Which make it appear as if you got B before A finished, which is very likely and probable.
There was a time period where we would not dispatch Stream(B) until Stream(A) was closed, but this behavior was highly confusing to users of the API.
And to accomplish it we would have to stop reading from the WebSocket endpoint (even CLOSE/PING/PONG frames!) until that occurred.
Either that or we start queuing messages, especially problematic if the messages are short!

With short messages, its very probable that a single network read can result in more than 1 websocket message.
In this case, there would be multiple dispatches, in quick succession.

Joakim Erdfelt / joakim@xxxxxxxxxxx

On Tue, Dec 1, 2015 at 7:47 AM, Yohei Onishi <vivre214@xxxxxxxxx> wrote:

If WebsockectClient class is initialized without a parameter, it launches about 8 threads (1 for internal scheduling, 7 threads for working). Why is it designed to work on multi threads as default? What is typical use case for multi threads?

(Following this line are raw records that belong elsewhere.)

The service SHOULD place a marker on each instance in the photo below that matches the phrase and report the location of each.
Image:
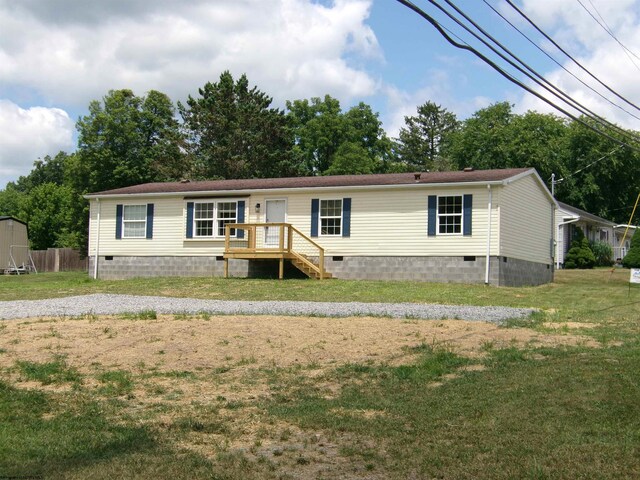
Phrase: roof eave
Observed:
(253, 191)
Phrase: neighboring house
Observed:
(594, 228)
(440, 226)
(14, 246)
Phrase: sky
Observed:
(58, 55)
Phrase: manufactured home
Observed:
(472, 226)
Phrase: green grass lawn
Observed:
(528, 412)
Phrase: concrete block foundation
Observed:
(503, 271)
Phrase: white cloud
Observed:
(440, 89)
(288, 48)
(27, 134)
(574, 29)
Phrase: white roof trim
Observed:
(299, 189)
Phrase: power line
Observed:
(505, 74)
(558, 63)
(540, 80)
(607, 29)
(515, 7)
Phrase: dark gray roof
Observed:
(319, 182)
(7, 217)
(584, 214)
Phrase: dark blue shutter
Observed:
(467, 204)
(346, 217)
(118, 222)
(189, 219)
(432, 207)
(149, 220)
(240, 233)
(315, 213)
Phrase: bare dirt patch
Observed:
(170, 344)
(209, 374)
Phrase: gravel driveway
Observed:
(106, 304)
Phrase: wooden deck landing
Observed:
(274, 241)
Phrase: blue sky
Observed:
(58, 55)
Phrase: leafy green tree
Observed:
(319, 129)
(424, 139)
(632, 258)
(323, 135)
(47, 209)
(351, 159)
(47, 170)
(10, 199)
(233, 132)
(482, 140)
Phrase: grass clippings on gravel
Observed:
(239, 397)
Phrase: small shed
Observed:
(14, 246)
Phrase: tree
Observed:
(351, 159)
(322, 133)
(47, 170)
(632, 258)
(425, 138)
(10, 199)
(482, 140)
(319, 129)
(48, 211)
(125, 139)
(234, 133)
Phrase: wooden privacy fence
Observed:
(59, 260)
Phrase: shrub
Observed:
(603, 253)
(580, 254)
(632, 258)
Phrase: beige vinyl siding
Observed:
(169, 230)
(393, 222)
(526, 221)
(384, 222)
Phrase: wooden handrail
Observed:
(281, 248)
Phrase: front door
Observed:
(276, 212)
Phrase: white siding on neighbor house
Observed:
(384, 222)
(561, 216)
(526, 221)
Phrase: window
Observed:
(226, 214)
(210, 218)
(134, 221)
(450, 214)
(330, 217)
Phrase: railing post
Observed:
(281, 227)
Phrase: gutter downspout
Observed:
(558, 240)
(486, 273)
(95, 263)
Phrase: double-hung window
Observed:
(450, 214)
(331, 217)
(210, 218)
(134, 221)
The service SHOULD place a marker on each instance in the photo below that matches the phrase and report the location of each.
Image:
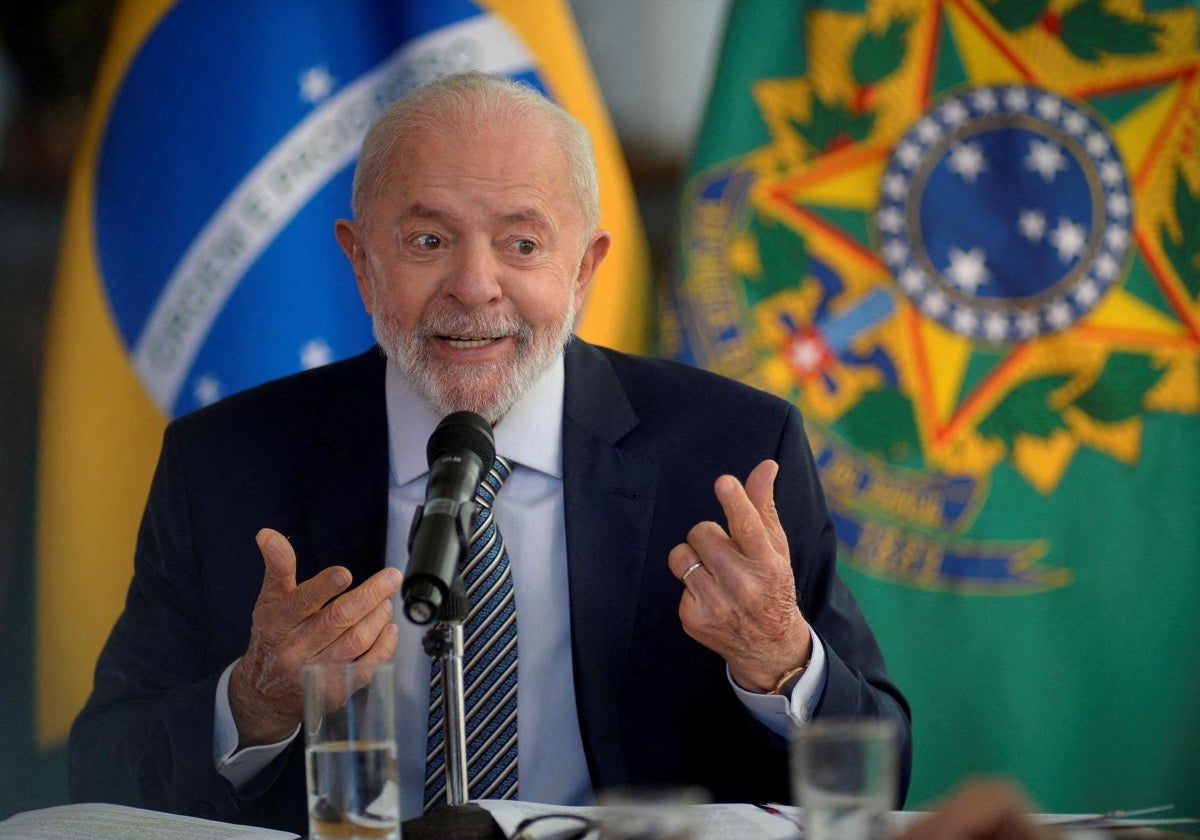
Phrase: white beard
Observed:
(486, 389)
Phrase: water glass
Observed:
(844, 774)
(351, 751)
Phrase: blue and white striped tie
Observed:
(490, 665)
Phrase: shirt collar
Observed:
(529, 435)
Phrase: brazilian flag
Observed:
(964, 238)
(198, 259)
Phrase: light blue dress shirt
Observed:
(552, 766)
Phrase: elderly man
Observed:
(657, 645)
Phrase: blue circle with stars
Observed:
(1005, 213)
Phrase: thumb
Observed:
(280, 562)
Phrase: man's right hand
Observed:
(295, 624)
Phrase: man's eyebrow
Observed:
(529, 216)
(425, 211)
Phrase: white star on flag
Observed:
(1068, 239)
(1032, 225)
(1045, 159)
(316, 353)
(207, 390)
(967, 269)
(316, 84)
(967, 161)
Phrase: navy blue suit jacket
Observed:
(642, 443)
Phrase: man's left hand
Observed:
(741, 600)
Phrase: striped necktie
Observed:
(490, 664)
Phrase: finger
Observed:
(761, 492)
(360, 636)
(682, 558)
(311, 597)
(745, 523)
(280, 562)
(353, 606)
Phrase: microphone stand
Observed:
(444, 640)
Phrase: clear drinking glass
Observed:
(351, 751)
(844, 774)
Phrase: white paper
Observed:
(714, 822)
(118, 822)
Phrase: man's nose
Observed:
(474, 277)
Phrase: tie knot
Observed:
(492, 483)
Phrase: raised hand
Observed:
(739, 595)
(294, 624)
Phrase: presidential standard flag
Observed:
(199, 255)
(964, 238)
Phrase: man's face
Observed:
(472, 261)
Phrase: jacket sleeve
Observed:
(145, 736)
(857, 682)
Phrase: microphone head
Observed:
(460, 431)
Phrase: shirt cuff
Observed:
(238, 766)
(783, 713)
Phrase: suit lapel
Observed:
(347, 480)
(609, 499)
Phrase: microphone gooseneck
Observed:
(460, 453)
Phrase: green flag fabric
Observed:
(964, 238)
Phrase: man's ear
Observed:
(349, 237)
(593, 255)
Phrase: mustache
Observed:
(472, 325)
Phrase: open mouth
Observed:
(463, 342)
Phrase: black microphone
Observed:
(460, 453)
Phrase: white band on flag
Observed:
(279, 187)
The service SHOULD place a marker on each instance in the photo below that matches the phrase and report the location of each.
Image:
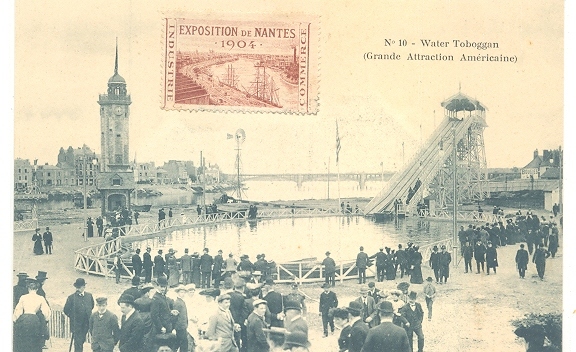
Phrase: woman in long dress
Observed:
(416, 276)
(28, 325)
(37, 238)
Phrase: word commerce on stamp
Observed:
(240, 65)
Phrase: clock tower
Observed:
(116, 179)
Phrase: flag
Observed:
(338, 146)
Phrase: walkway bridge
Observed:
(430, 172)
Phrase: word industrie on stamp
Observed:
(243, 65)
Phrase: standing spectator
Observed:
(47, 236)
(37, 238)
(380, 264)
(186, 265)
(29, 320)
(329, 269)
(159, 263)
(414, 313)
(132, 329)
(386, 336)
(78, 308)
(206, 262)
(137, 264)
(430, 295)
(342, 322)
(275, 303)
(255, 324)
(445, 259)
(434, 263)
(479, 253)
(361, 264)
(491, 258)
(359, 329)
(100, 226)
(103, 327)
(368, 306)
(221, 326)
(296, 296)
(181, 324)
(328, 300)
(467, 253)
(539, 258)
(117, 266)
(522, 261)
(147, 265)
(90, 227)
(217, 269)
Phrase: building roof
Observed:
(551, 173)
(535, 163)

In my projects, we found that we could not guarantee message order with default setting (multithread) because of a context switch. For example, even if WebsocketClient receive message A then B, message B  might be processed first in a @OnWebsocketMessage callback if a context switch happens.

We care message order in my project, so we usually specify an executor like below.

WebsocketClient client = new WebsocketClient(Executors.newFixedThreadPool(2));

(Note) We need at least two threads, one for internal scheduling and the another for actual working thread.